What is that feeling? Perhaps a density or cleverness to words and thoughts.
I’m curious about this gulf between the written word (not uttered), reading text (as in forms of acting), and organically constructed language (a transcribed conversation between friends.) I’ve always felt most comfortable with writing my thoughts in general. I would perhaps still say though the most rewarding form of these three is a dialog between a small group of understanding participants.
I’ve noticed when I speak it’s like it takes a minute for me to “rev” up. If prompted to respond, I’ll be disoriented and unsure where to start. I might reach a groove in time but my initial response is stammering. Some part of this is my uncertainty with my conversation partner and I’ll pull in my language. I don’t ever want to be great.
- why do people sound different in text messages than in real life?
- whose voice and are there differences in how we interpret voices
- why does a writing voice sound different than a speaking voice
- we speak of an author’s voice or a writer finding their voice
- why do some people sound generic and they cannot escape this?

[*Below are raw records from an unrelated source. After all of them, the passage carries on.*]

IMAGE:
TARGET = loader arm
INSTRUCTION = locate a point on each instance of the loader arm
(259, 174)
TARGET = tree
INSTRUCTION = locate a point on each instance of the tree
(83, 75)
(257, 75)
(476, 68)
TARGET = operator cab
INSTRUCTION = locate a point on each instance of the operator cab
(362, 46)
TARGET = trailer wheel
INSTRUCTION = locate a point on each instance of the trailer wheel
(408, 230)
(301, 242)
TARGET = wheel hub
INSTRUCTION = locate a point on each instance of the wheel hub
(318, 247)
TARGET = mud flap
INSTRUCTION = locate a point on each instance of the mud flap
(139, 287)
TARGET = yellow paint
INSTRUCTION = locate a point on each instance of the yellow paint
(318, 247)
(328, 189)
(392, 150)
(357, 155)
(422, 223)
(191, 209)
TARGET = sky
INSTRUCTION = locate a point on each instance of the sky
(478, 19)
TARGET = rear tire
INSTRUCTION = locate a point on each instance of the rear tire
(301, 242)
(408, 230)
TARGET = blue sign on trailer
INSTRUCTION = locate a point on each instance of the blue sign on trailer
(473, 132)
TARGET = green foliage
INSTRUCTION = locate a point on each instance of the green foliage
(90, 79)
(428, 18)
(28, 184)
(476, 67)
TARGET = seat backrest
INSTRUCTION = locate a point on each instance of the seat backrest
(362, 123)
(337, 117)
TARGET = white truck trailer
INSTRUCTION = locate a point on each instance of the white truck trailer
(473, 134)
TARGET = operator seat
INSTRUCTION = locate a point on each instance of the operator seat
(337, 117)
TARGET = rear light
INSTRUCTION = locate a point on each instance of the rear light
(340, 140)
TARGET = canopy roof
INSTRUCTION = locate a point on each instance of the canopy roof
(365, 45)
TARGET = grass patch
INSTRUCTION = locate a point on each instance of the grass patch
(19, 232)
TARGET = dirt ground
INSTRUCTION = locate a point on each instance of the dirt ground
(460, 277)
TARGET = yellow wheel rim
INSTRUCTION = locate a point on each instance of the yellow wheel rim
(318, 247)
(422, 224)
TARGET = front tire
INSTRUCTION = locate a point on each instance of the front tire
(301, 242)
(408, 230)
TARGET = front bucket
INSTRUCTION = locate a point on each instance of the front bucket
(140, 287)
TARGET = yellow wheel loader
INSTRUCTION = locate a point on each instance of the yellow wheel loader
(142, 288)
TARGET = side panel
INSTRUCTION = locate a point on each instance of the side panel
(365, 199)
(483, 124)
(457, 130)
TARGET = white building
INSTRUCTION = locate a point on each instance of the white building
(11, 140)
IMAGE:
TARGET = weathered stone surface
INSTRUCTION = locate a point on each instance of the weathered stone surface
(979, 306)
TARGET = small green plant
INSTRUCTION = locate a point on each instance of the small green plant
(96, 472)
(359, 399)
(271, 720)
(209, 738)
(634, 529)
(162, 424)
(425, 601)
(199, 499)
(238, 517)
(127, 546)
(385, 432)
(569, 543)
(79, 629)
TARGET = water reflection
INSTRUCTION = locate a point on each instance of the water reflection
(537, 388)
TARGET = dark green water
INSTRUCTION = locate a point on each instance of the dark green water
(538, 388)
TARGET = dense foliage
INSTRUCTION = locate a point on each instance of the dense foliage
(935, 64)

- I was looking at this tech blogger’s blog, and I was reading the pages and it felt like I was reading nothing
Breaks
I was watching a tutorial because I had to do some infrastructural work and needed a refresher. It was a standard, straight to business screen recording of the task.
The video creator goes to expand a list of cloud tables, which fails to respond. He shakes his mouse as Loading and other Sensations.
But I comment here about what happened. At that moment there was silence in the recording, but there was also this sublime ambience that emerged or was just revealed to be present the entire time but we were so fixated on the task. You could hear a gentle wind in the microphone and a birdsong. He must be outside or by a window.
In a different case I have this podcast saved which the podcasters later fixed but the original was this same kind of unintentional art. What happened was the different speaker audio streams got out of sync in the edit.
This resulted in really awkward interruptions where the guests spoke over one another (generally conversation on podcasts has some decorum, little speaker overlap - here almost every conversation started with cutting someone off and then the original speaker barreling through) There was this point where all you heard was movements of a chair, fidgets and breathing that are normally hidden by another speaker.
A lone responsive giggle, but without the joke. Islands of conversation colliding.